Он выпил залпом и, нюхая кусок черного хлеба, потребовал:
   - Еще!
   Вылив сам, я налил по второму разу: себе немного, а ему до краев. Взяв кружку, он повернулся к нарам, где стоял чемодан с вещами мальчика, и негромко произнес:
   - За то, чтоб ты вернулся и больше не уходил. За твое будущее!
   Мы чокнулись и, выпив, принялись закусывать. Несомненно, в эту минуту мы оба думали о мальчике. Печка, став по бокам и сверху оранжево-красной, дышала жаром. Мы вернулись и сидим в тепле и безопасности. А он где-то во вражеском расположении крадется сквозь снег и мглу бок о бок со смертью...
   Я никогда не испытывал особой любви к детям, но этот мальчишка - хотя я встречался с ним всего лишь два раза - был мне так близок и дорог, что я не мог без щемящего сердце волнения думать о нем.
   Пить я больше не стал.
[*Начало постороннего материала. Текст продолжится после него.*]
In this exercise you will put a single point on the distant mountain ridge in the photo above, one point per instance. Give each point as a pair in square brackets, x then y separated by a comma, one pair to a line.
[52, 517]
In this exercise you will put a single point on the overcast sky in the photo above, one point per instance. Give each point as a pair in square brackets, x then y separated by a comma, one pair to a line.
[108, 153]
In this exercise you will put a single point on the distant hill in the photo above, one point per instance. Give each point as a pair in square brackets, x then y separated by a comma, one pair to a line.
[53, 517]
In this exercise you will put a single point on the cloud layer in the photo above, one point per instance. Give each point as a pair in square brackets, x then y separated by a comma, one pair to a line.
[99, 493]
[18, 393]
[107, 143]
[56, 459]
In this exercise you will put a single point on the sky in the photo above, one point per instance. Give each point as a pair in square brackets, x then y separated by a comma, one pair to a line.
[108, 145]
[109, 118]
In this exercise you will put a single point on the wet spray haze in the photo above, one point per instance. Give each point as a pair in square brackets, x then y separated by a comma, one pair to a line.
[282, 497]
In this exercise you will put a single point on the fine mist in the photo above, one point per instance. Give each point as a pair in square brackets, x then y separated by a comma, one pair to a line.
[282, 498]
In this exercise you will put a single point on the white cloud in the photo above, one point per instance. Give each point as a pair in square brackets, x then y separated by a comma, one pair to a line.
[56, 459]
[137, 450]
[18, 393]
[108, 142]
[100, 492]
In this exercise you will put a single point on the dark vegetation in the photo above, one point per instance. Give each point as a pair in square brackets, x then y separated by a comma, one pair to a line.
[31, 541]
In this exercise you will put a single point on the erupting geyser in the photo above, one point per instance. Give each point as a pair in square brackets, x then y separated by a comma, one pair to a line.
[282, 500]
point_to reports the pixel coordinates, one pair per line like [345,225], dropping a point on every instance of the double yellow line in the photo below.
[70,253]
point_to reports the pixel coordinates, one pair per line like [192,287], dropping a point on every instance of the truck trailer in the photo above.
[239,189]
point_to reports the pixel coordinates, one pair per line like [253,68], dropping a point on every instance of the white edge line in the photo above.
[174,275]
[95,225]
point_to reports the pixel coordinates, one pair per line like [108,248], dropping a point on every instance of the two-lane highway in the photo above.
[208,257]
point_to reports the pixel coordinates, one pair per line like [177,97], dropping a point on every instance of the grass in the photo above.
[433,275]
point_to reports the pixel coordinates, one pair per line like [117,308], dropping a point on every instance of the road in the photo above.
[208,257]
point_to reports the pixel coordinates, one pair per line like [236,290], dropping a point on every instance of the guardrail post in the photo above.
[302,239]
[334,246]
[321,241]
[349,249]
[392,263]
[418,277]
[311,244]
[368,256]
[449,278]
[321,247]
Холин же без всяких тостов молча хватил третью кружку. Вскоре он опьянел и сидел сумрачный, угрюмо посматривая на меня покрасневшими, возбужденными глазами.
   - Третий год воюешь?.. - спросил он, закуривая. - И я третий... А в глаза смерти - как Иван! - мы, может, и не заглядывали... За тобой батальон, полк, целая армия... А он один! - внезапно раздражаясь, выкрикнул Холин. Ребенок!.. И ты ему еще ножа вонючего пожалел!
   8
   "Пожалел!.." Нет, я не мог, не имел права отдать кому бы то ни было этот нож, единственную память о погибшем друге, единственно уцелевшую его личную вещь.
   Но слово я сдержал. В дивизионной артмастерской был слесарь-умелец, пожилой сержант с Урала. Весной он выточил рукоятку Котькиного ножа, теперь я попросил его изготовить точно такую же и поставить на новенькую десантную финку, которую я ему передал. Я не только просил, я привез ему ящичек трофейных слесарных инструментов - тисочки, сверла, зубила, - мне они были не нужны, он же им обрадовался, как ребенок.
   Рукоятку он сделал на совесть - финки можно было различить, пожалуй, лишь по зазубринкам на Котькиной и выгравированным на шишечке ее рукоятки инициалам "К. X.". Я уже представлял себе, как обрадуется мальчишка, заимев настоящий десантный нож с такой красивой рукояткой; я понимал его: я ведь и сам не так давно был подростком.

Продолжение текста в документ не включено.